Seems a tad over-sharp to me. Is it possible to clone out the figure behind the seated man's head?
Hi Chris. Thank you for the feedback! I can see sharpening halos in the original SOOC JPEG image and I beleive the DeJpeg plug-in does some sharpening as it is removing JPEG artifacts. Other than that, the only sharpening that was done was for downsizing output using unsharp at 100 and 0.3 pixels.
I checked the before and after PP (before downsizing) and the increased contrast gives an appearance of being sharper. It also tends to accentuate the camera's JPEG conversion halos.
Here it is after cloning and without any output sharpening. You can still see the halos I'm afraid.
I'm finding a fair amount of JPEG Ccompression artifacts in these earlier images as well as sharpening halos. Glad I'm shooting strictly RAW now so I can avoid many of these JPEG issues.

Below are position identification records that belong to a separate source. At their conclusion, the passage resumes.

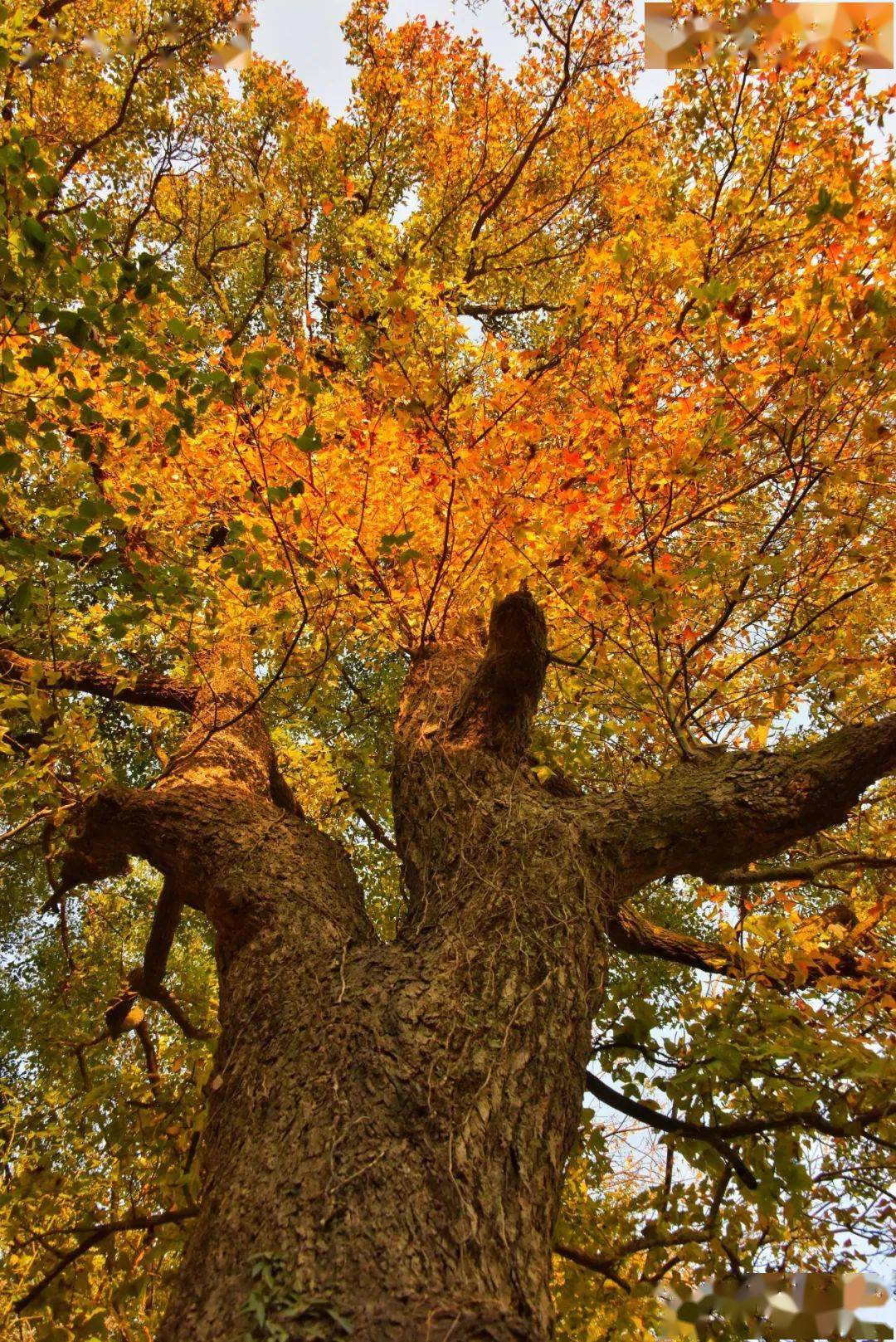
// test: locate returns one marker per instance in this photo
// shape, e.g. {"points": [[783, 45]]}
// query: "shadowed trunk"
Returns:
{"points": [[389, 1124]]}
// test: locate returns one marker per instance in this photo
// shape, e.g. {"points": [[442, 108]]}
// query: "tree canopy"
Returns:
{"points": [[343, 382]]}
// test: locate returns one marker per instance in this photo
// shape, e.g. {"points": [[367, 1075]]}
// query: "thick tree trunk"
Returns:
{"points": [[392, 1121], [389, 1124]]}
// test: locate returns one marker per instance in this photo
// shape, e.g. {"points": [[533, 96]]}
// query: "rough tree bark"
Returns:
{"points": [[392, 1121]]}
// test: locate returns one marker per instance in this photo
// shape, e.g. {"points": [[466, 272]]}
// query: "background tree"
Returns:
{"points": [[289, 406]]}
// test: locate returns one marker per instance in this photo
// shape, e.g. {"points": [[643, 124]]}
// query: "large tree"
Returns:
{"points": [[447, 561]]}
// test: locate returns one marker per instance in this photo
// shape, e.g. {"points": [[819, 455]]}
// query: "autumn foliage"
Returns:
{"points": [[345, 380]]}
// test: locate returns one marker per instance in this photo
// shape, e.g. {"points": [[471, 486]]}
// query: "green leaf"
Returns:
{"points": [[309, 441], [35, 234]]}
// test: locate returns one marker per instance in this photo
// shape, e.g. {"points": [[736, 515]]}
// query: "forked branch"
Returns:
{"points": [[145, 687]]}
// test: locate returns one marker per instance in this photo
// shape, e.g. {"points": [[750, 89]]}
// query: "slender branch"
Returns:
{"points": [[667, 1124], [374, 827], [95, 1235], [604, 1263], [804, 871], [145, 687], [631, 932]]}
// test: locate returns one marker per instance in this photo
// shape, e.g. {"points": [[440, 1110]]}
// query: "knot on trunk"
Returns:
{"points": [[498, 706]]}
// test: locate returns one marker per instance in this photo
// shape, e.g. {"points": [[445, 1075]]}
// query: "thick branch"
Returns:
{"points": [[805, 871], [498, 706], [665, 1124], [145, 689], [731, 808]]}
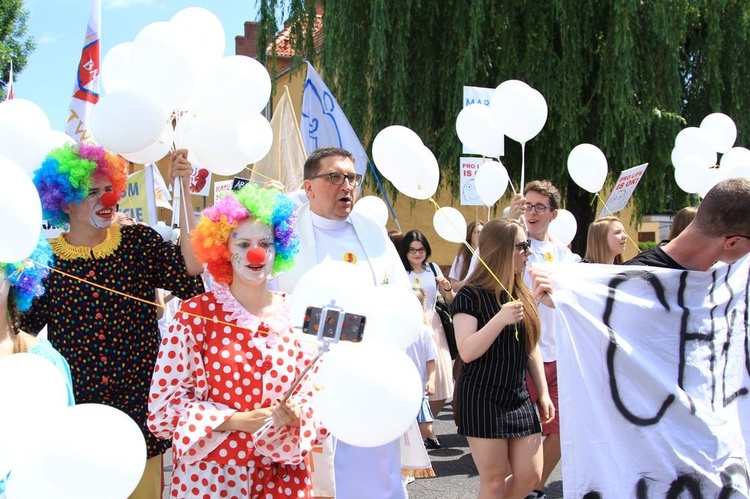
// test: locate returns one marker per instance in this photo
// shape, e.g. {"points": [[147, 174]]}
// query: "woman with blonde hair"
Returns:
{"points": [[497, 332], [606, 241]]}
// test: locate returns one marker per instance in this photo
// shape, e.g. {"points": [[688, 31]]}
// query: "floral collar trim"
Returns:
{"points": [[66, 251], [280, 323]]}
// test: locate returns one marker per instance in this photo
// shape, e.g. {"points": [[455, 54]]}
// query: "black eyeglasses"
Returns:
{"points": [[524, 246], [337, 178], [539, 208]]}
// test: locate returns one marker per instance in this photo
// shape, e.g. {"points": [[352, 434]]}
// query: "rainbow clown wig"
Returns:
{"points": [[66, 175], [267, 205], [26, 277]]}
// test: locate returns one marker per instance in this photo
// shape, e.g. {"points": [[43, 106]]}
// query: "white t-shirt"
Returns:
{"points": [[337, 240], [550, 252], [422, 351], [458, 262], [426, 281]]}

The removal of that figure was definitely worth doing. Everything looks clear and well balanced now.
I thik so too though now I am not too sure I wouldn't get rid of the lady as well.
Hmmm, thin end of the wedge isn't it?
I have to say this shot demonstrates why I don't 'do' landscapes, there's usually always far too much in the shot
All we need is the river, bridge, train, fisherman, piles and the basic composition.
Thus I'd remove;
that jetty/pontoon and its bridge
the tree
the houses on the far bank and all their jetties, etc.
Ideally, I do that in real life, not by cloning
i.e. the problem is the scene, not the photograph
Gosh, I'm not very 'goodwill to all men' tonight am I?
In short, the scene is too busy to be really effective. Sounds like it needs to be a simpler composition. OK. I can learn that lesson and apply it as I go forward. Thanks Geoff, Chris, and Dave.